We recognize that investors are disappointed that Keycorp didn't sell outright but took the merger route. On the other hand, the shares are down, which presents an opportunity. It will be hard for investors to ignore the merged bank, if it is generating the pace of earnings growth and the returns that we believe are possible, even in the absence of synergies.

So once investors' tempers calm, we think a target P/E multiple of 10.5 to 11 times 1994 estimates is certainly possible. That means $46 to $48 on Keycorp's shares. That's more than 20% appreciation. [The shares traded at $36.625, unchanged, Tuesday afternoon.] Q.: Your other two top picks - First Interstate and NationsBank - seem just as controversial. Let's start with First Interstate. ALPERT: They started out a couple of years ago as a recovery story. The degree of their recovery is not fully appreciated because they are tainted with the concerns investors have about California, when, in fact, 70% of their revenue comes from other states, including Texas, Arizona, Oregon, and Washington.

The stock is selling at a discounted P/E multiple.
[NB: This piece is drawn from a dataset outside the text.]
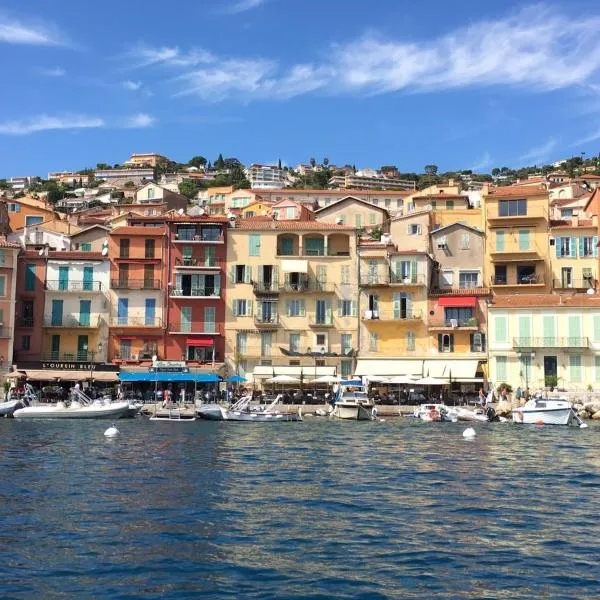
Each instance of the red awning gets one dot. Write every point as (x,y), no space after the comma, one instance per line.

We are looking for them to earn $7.50 in 1994, so shares are 8.8 times that estimate, which is a full multiple discount to the average regional. We think it could be an $80 stock in 12 months. [The shares traded at $67.25, up 12.5 cents, Tuesday afternoon.] Q.: What about NationsBank?" ALPERT: If you were to ask yourself a simple question - what bank has built [its] franchise through the 1980s in the most valued-added way to shareholders, the answer is going to be NationsBank.
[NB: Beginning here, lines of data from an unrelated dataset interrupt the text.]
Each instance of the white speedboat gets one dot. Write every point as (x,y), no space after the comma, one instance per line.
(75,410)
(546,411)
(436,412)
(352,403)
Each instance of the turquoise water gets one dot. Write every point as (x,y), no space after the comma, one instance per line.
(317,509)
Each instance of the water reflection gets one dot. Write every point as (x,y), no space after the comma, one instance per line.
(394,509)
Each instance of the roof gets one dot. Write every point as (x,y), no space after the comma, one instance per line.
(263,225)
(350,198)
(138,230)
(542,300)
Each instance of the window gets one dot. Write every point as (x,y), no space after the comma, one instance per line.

The most compelling reason to own the stock now is that it is so cheap. It is cheaper than any other bank in the Southeast. It is cheaper than the regional average. It is cheaper than Citicorp. We think in 12 months the stock should be selling in the low $60's, 10.5-to 11-times our 1994 estimate. [Its shares traded at $51.625, down 12.5 cents, Tuesday afternoon.] Q.: Let's end with your top picks in the community banks. ALPERT: We like some banks that aren't takeover candidates. First Commercial of Arkansas is in that category. It has a 1.3% return on assets, a reserve coverage that's a multiple of nonperforming assets and 10% to 12% growth in earnings. It sells at 10 times our 1994 estimate.

BB&T Financial has disproved the notion that a community bank can't thrive in a market dominated by superpowers like First Union, Nations-Bank and Wachovia.

On the other hand, Citizens Bancorp in Laurel, Md., has a strong franchise that will attract acquirers' attention. It has $3 billion in assets and is one of the top three banks in market share in Prince Georges and Montgomery counties.